Sites Need Sponsors’ Help to Fill in Quality Metrics Gaps in Remote Monitoring
As on-site monitoring continues to dwindle, collecting quality metrics is no longer the sole province of the sponsor. Sites are stepping up to focus on risk management and quality that matters.
“In GMP, [companies have] done risk management for years, but in GCP, [sponsors] haven’t. [Sponsors have] had this idea that you have to inspect everything in terms of when you go into a site, a monitor’s got to make sure every data point is correct, this kind of thing,” says Linda Sullivan, executive director of WCG Metrics Champion Consortium (MCC). With sites across the world, “trying to maintain that kind of an approach is not feasible. It’s not scalable.”
To help sites get a handle on what metrics they should be collecting and how, MCC has developed a metrics set designed to help them identify key performance indicators and critical success factors that help organizations choose the right metrics for a particular study. And recently, it’s published a toolkit for use by sponsors/CROs in measuring new approaches to monitoring.
The toolkit contains 20 metrics: five basic metrics that all organizations should mull over, eight advanced metrics that can be used for further analysis and three “aspirational” metrics that MCC believes are valuable but ultimately not measurable at this point by most organizations. Four additional metrics are still under review, Sullivan said, and the consortium plans to add them to the toolkit in 2022.
As sites continue to take on quality tracking, they also are taking on more of the responsibility of being prepared for audits, says Jill Heinz, president of Family Care Research.
“In addition to our own internal quality assurance checks, a monitor coming onsite helps make sure we’re audit ready,” Heinz said. “So, as it’s shifting more to remote or risk-based monitoring, sites really have to step up their game if they haven’t already to ensure we’re audit-ready on all data points. That means quality management systems, tracking metrics, etc.”
Sponsors and CROs can help by making broad quality benchmarks available to sites. If monitors are not coming onsite, she said, they’re looking at the database and flagging certain outliers or trends.
“That’s never shared with sites so that we can also kind of go, ‘oh, we’re trending in a different way than most sites; what are we doing that’s making us an outlier? How do we improve it? How do we use that opportunity to get better?’” Heinz said. “I’d love to see the information go both ways. Sites are always giving data to study sponsors and CROs, but I’d love for them to offer to give us feedback as well.”

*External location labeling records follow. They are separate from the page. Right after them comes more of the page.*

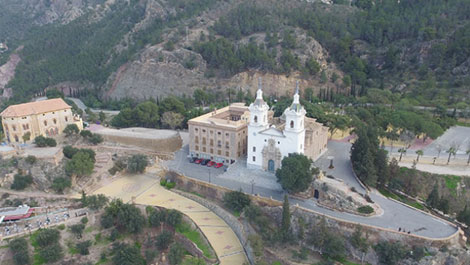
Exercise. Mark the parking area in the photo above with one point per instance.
(182, 165)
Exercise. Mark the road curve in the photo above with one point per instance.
(146, 190)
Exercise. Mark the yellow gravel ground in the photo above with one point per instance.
(146, 190)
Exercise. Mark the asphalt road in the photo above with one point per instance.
(395, 214)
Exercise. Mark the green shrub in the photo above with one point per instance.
(60, 184)
(236, 200)
(85, 133)
(95, 139)
(170, 185)
(137, 163)
(69, 151)
(71, 129)
(163, 182)
(83, 247)
(31, 159)
(51, 142)
(163, 240)
(365, 209)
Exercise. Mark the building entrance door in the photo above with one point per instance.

Right now, metrics are mainly shared with sites that only include patient enrollment numbers — nothing on protocol deviations, queries or other areas, according to Heinz. This kind of information, such as the most common protocol deviations among sites or what a site is being queried on the most, could help sites learn and react to other sites’ mistakes, Heinz said.
For example, a sponsor may send a site three queries about data after monitoring. But it would be helpful to learn how those three queries stood up to the performance of other sites in the study. Did other sites get 30 or 40 queries, for instance, or none at all?

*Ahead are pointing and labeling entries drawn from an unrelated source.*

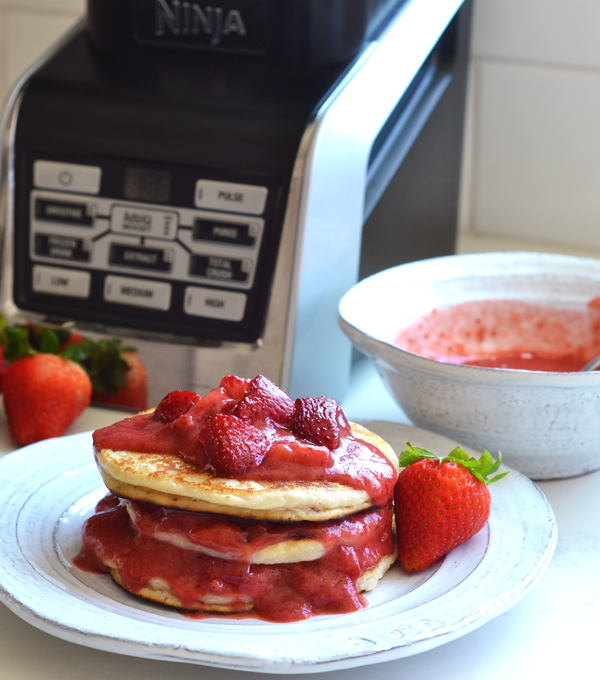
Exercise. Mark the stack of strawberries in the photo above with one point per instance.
(48, 376)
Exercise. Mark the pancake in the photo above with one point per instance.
(169, 481)
(258, 542)
(158, 590)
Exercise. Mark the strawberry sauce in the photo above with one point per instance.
(241, 539)
(354, 463)
(507, 334)
(279, 593)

Real change is likely to occur when the issue starts hitting the trial budget and sites seek funding to adjust to remote and risk-based monitoring, Heinz predicted.

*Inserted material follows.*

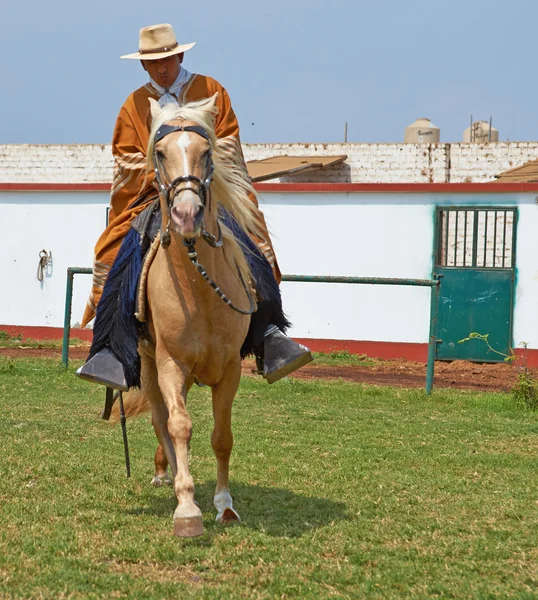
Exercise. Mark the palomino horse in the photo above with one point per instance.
(194, 333)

“When we’re doing contract and budget negotiations, it’s assumed a site is going to give a sponsor quality data,” she said, but it was also assumed that the site would be monitored onsite every four to six weeks. “Without that, we need to make sure we’re filling that gap in at the site level. That’s extra work, extra time. I think if sites start waking up to, ‘boy, I really should start putting this in my contract to reimburse for that time or that quality check on the source data that we’re not getting anymore,’” things will start to change. “When it [goes] into the money aspect, it tends to push things along.”